ICHEC, CeADAR to standardise Earth observation datasets for AI applications
The Irish Centre for High-End Computing (ICHEC) at NUI Galway, the national centre for High-Performance Computing (HPC), in collaboration with Ireland’s Centre for Applied AI (CeADAR) announced the first results of a project funded by the European Space Agency (ESA) to address the lack of standardisation in Earth Observation (EO) datasets for machine learning.
“The value of satellite data to projects which inform environmental policies, climate knowledge and mitigation strategies is unique,” said Dr Jenny Hanafin, Earth observation programme manager at ICHEC. “The quality and quantity of Earth Observation data has increased drastically over the past decade and the combined fleet of Sentinel-1, Sentinel-2 and Sentinel-3 currently produce an estimated data volume of ∼20 TB per day. With these volumes, EO is a prime candidate for the use of AI to assist in analysis. However, until now there have been bottlenecks holding back the use of this data in such applications.”
The AIREO project addresses some of these issues by introducing new specifications and best-practice guidelines for creating datasets. This work will vastly improve the ability to share training data for scientific research, and for the commercial and technical AI community as well as lower the cost of sharing this data. By providing common specifications so that training datasets follow FAIR principles (Findable, Accessible, Interoperable and Reusable), data produced for one application will be made available for other users and uses.
“This project set out to produce resources to support the training and development of machine learning models on EO data,” said Alastair McKinstry, environmental programme manager at ICHEC. “The aim is to move towards implementing FAIR data principles for training data in EO, ensuring that datasets are properly documented and available to other users. Each dataset is a valuable resource, costing many man-hours and facilitating the understanding and sharing of these data resources is the main goal.
“An additional goal is to make EO training data sets self-explanatory (“AI-ready”) in order to expose challenging problems to a wider audience that does not have expert geospatial knowledge. Key elements that are addressed in the AIREO specification are granular and interoperable metadata, innovative Quality Assurance metrics, data provenance and processing history as well as integrated feature engineering recipes that optimise platform independence. Several pilot datasets have been developed following the AIREO data specifications, including global forest biomass, sea ice detection and crop type classification. A Python library for the easy exploitation of these datasets has also been developed to allow the Training Datasets (TDS) to work against EO catalogs.”

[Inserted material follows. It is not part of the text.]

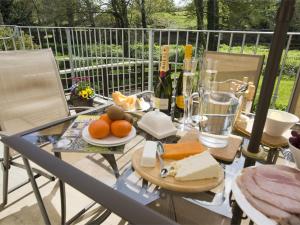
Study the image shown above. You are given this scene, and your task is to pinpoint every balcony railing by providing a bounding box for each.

The research was funded by European Space Agency (ESA). Ireland has been a member of ESA since 1975. Membership of ESA is a key element of the National Space Strategy for Enterprise, enabling Irish companies and research institutes to bid on ESA tenders to develop technologies, services and business applications.
ICHEC supports novel scientific research in using extreme datasets on the national supercomputer ‘Kay’ by enabling scalable AI and Big Data Analytics and leveraging the SPÉir online platform to allow national users to access the ESA Sentinel data archive.